Proposition 54 is the brainchild of businessman Ward Connerly and the American Civil Rights Institute. Connerly, who wants to create what he calls “race-blind government,” is someone whose name is almost invariably followed in news accounts by the phrase “who is himself black.” This is usually followed by a short quote from Connerly proclaiming that he’s not only black, but also white, French, Irish and Native American. It is paradoxical: Connerly’s blackness is almost always mentioned as a kind of rhetorical nod to his “authenticity” in proclaiming the stigma thereof–and always with the coda labeling every last one of his ancestors, as though to imply that he’s oh-so-much more interesting than mere labels can convey.

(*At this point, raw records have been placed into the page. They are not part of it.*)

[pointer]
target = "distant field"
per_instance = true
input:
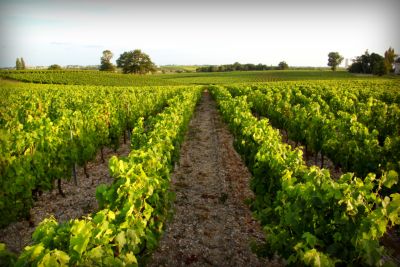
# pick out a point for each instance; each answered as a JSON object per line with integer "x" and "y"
{"x": 118, "y": 79}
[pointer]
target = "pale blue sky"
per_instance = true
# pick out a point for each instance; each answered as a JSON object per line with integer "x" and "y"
{"x": 302, "y": 33}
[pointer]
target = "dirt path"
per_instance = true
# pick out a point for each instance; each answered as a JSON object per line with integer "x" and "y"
{"x": 211, "y": 225}
{"x": 79, "y": 200}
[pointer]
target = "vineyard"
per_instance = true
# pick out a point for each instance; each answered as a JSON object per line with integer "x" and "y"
{"x": 323, "y": 154}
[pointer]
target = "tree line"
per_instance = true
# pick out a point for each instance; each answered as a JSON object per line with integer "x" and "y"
{"x": 241, "y": 67}
{"x": 130, "y": 62}
{"x": 366, "y": 63}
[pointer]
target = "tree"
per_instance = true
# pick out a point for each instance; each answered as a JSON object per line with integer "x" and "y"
{"x": 283, "y": 65}
{"x": 106, "y": 65}
{"x": 378, "y": 66}
{"x": 369, "y": 64}
{"x": 22, "y": 63}
{"x": 54, "y": 67}
{"x": 135, "y": 62}
{"x": 334, "y": 60}
{"x": 18, "y": 64}
{"x": 390, "y": 55}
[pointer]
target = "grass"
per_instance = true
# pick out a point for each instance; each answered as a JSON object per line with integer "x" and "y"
{"x": 118, "y": 79}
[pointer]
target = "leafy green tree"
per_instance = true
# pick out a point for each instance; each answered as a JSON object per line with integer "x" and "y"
{"x": 18, "y": 64}
{"x": 378, "y": 66}
{"x": 135, "y": 62}
{"x": 106, "y": 64}
{"x": 334, "y": 60}
{"x": 54, "y": 67}
{"x": 22, "y": 64}
{"x": 390, "y": 55}
{"x": 369, "y": 64}
{"x": 283, "y": 65}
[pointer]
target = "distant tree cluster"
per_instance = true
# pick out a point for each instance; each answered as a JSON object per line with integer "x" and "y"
{"x": 334, "y": 60}
{"x": 135, "y": 62}
{"x": 374, "y": 63}
{"x": 241, "y": 67}
{"x": 105, "y": 61}
{"x": 54, "y": 67}
{"x": 20, "y": 64}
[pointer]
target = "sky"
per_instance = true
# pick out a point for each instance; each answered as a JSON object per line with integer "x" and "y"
{"x": 193, "y": 32}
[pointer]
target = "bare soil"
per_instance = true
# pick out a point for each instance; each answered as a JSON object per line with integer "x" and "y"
{"x": 211, "y": 225}
{"x": 78, "y": 201}
{"x": 309, "y": 157}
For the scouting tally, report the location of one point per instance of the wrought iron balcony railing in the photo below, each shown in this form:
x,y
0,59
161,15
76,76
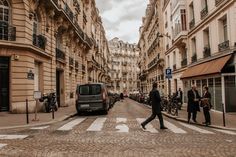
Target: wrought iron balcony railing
x,y
7,32
204,12
192,23
206,52
71,61
194,58
39,41
184,62
223,46
68,12
60,54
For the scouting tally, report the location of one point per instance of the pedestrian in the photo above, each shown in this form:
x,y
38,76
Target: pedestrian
x,y
206,104
179,97
193,104
155,100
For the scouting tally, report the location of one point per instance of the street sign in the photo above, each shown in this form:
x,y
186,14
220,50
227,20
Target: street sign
x,y
168,73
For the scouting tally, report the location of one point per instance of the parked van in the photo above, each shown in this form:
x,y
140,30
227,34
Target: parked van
x,y
92,97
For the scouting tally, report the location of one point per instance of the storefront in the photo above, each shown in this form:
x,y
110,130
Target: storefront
x,y
219,75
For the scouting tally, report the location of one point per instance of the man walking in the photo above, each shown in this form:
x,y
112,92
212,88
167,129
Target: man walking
x,y
155,100
193,104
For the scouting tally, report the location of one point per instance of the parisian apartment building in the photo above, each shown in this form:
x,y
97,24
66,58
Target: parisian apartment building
x,y
123,67
49,45
199,46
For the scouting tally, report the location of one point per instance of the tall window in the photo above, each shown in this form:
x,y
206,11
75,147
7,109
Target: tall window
x,y
4,19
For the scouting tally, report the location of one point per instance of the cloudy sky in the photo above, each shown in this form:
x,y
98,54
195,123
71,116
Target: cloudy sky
x,y
122,18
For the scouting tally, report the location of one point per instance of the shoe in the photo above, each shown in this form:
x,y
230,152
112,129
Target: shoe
x,y
163,127
143,126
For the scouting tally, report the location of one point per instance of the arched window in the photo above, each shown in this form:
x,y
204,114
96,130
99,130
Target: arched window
x,y
4,19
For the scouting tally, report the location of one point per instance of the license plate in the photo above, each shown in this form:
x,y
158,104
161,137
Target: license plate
x,y
85,106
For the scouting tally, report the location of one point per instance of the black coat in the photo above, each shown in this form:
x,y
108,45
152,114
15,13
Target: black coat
x,y
193,106
155,100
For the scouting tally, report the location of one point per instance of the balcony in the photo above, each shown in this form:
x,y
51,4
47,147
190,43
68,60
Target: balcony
x,y
83,67
204,12
39,41
184,62
192,23
194,58
71,61
7,32
68,12
217,2
76,64
174,67
223,46
60,55
207,52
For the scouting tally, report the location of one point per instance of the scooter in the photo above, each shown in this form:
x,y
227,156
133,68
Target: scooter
x,y
50,102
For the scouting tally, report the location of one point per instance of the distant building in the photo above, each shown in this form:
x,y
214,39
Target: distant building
x,y
123,66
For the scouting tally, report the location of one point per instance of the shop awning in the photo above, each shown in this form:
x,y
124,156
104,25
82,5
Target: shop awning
x,y
212,67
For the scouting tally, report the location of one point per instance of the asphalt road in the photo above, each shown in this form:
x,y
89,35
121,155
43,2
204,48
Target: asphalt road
x,y
117,134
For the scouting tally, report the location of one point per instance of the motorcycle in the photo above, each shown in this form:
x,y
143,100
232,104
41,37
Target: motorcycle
x,y
50,102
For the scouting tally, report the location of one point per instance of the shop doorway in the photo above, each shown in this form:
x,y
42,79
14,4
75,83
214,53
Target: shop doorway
x,y
4,85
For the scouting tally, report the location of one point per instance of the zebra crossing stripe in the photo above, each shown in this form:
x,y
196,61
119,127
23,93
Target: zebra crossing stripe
x,y
97,125
71,124
149,126
2,145
196,128
12,137
174,128
40,128
226,131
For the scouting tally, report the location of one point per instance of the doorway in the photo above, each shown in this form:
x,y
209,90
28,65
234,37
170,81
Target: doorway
x,y
4,85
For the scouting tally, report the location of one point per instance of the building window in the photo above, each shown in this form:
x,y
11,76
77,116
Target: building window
x,y
4,19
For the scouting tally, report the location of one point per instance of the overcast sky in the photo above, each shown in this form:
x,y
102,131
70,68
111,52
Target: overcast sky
x,y
122,18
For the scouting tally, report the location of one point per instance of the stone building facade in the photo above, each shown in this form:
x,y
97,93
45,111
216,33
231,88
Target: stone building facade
x,y
48,45
123,67
152,61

But if we really want to eliminate the stigma of race, it might be better to explore precisely the multiculturalism of Connerly’s heritage–a heritage that is shared to some degree by virtually every African-American, by many Latinos, as well as by more “white” people than will ever be admitted. Troy Duster, president-elect of the American Sociological Association, which opposes the proposition, says, “It’s perhaps easier for Americans to understand the continuing effect of apartheid in South Africa or the caste system in India than the lingering power of race at home. You don’t do away with hundreds of years of stratifying practices just by saying, ‘Let’s not talk about it.’ If this were farther away from home, maybe we’d understand it as merely masking a social phenomenon that has real centrifugal force.”

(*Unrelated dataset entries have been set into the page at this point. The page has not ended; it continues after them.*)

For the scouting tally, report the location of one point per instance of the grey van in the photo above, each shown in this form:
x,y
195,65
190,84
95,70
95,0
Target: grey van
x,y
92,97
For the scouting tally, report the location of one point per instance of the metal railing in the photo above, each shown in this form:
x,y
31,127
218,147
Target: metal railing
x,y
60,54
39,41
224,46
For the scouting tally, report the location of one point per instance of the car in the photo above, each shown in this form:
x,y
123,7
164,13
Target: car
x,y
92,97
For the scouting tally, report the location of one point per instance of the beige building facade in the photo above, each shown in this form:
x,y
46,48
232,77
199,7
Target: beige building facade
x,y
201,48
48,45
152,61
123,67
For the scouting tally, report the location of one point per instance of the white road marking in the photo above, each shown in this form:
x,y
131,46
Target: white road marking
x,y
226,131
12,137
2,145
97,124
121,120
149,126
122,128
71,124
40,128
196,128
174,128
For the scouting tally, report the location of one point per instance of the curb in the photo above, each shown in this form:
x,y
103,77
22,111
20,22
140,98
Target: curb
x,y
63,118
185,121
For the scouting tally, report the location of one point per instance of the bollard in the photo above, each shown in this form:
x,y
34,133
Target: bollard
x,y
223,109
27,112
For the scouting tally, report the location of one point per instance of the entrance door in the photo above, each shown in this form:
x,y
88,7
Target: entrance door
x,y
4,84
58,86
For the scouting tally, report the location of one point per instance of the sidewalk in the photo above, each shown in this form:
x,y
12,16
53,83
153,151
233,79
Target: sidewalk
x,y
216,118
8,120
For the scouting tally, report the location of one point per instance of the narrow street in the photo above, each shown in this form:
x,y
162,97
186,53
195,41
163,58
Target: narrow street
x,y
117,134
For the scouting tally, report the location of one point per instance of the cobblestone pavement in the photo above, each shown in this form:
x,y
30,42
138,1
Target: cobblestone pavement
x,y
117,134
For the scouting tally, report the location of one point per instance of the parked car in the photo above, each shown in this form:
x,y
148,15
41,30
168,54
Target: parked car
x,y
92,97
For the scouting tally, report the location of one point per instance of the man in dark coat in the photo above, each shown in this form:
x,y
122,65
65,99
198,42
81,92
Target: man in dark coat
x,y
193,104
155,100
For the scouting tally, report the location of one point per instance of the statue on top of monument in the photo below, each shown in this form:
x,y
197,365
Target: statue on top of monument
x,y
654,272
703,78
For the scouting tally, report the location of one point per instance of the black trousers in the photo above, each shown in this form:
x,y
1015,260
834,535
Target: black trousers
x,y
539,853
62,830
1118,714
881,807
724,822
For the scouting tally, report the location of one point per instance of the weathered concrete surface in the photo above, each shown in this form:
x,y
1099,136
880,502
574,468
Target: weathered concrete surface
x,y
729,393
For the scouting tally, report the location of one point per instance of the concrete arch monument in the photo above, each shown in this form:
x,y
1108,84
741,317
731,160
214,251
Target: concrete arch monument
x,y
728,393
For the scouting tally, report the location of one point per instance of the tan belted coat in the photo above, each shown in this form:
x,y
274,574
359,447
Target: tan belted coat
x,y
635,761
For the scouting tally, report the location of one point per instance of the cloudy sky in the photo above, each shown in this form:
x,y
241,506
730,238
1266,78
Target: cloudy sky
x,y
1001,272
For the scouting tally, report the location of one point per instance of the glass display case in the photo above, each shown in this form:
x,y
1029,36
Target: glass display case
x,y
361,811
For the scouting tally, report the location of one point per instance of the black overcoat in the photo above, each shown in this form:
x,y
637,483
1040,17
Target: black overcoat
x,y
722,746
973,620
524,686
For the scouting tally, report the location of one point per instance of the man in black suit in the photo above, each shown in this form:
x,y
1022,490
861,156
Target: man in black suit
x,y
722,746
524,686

Also called the Racial Privacy Initiative, Proposition 54 received modest attention late last year before dropping completely off the radar screen. In June 2002, I wrote in this column: “Eliminating official knowledge of race and ethnicity in the public sphere at first sounds like part of the same enterprise as eliminating Jim Crow laws…. In fact, however, ‘racial privacy’…eviscerates essential civil rights enforcement mechanisms…. Ward Connerly insists that this measure will keep the state from ‘profiling’ its citizens. If one accepts that to most Americans ‘profiling’ connotes the unethical use of data to discriminate (as in Driving While Black), this conflation with the neutral act of data collection itself is tremendously misleading.” Moreover, while the measure allows police to identify individuals by race, it provides no way for them to analyze crime trends by race. And it certainly provides no mechanism for analysis by other agencies charged with overseeing potential bias in police practices.

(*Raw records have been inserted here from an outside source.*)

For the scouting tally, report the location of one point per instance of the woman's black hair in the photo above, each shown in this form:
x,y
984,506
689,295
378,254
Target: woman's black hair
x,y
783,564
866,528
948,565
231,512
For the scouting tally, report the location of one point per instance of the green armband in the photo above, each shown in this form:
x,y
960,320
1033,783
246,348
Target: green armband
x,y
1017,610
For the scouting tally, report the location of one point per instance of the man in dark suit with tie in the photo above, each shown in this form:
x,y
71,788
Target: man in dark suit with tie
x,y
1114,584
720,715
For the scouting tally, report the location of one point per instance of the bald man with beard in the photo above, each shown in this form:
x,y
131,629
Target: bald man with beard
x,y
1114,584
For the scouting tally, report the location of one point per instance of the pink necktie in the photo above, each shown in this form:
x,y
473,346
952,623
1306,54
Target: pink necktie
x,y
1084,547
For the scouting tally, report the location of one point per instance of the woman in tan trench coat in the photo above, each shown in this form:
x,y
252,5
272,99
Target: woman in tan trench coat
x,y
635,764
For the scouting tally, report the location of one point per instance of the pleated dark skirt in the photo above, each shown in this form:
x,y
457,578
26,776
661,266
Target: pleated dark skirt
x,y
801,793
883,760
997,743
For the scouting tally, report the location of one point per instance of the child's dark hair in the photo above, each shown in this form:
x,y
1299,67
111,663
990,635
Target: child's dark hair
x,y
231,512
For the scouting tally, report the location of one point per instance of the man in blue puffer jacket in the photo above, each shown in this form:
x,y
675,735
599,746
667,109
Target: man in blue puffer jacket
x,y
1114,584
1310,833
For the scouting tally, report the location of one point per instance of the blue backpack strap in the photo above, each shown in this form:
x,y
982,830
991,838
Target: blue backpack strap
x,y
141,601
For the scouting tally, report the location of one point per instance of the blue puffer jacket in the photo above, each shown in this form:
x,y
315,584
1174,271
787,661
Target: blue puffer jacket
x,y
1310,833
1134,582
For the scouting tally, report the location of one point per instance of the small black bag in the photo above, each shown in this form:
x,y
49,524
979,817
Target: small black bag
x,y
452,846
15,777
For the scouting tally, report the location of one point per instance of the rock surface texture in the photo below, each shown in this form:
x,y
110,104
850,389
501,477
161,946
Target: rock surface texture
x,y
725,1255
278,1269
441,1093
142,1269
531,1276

CRECNO is always described as barring “racial” data, but it also bars information about ethnicity and national origin. If “race” speaks primarily to historical and social forces–from housing patterns to rates of mortality from preventable causes–ethnic and geographic origin can be related to genetic risk factors for certain medical conditions. “It just doesn’t make sense,” says Troy Duster. “We’re at a moment when scientists are mapping the genes of Icelanders, and when pharmaceutical companies are creating drugs supposedly tailor-made for African-Americans, yet we’re eliminating the primary means of tracking the truth or falsity of such developments.” The devastating impact of such a bar on tracking disease has led the American Public Health Association to oppose the measure in unusually strong terms: “People die prematurely because of inequalities in health care and health status…. We call on the people of California to consider the impact of this initiative on the health of their neighbors and loved ones and to reject it.” The measure is also opposed by powers as diverse as Kaiser Permanente, the Anti-Defamation League, the Armenian American Medical Society, the Asian Pacific American Bar Association, the Sierra Club, the American G.I. Forum of California, Architects/Designers/Planners for Social Responsibility, La Raza Centro Legal, the League of Women Voters of California, the regents of the University of California–and, yes, even Arnold Schwarzenegger. Ordinarily, such broad opposition would be news in and of itself. But as of this writing, the media silence on the subject has been intriguing, particularly since what begins as initiative in California almost always goes national. In the absence of public debate, polls show that the measure is likely to pass by a very large margin indeed.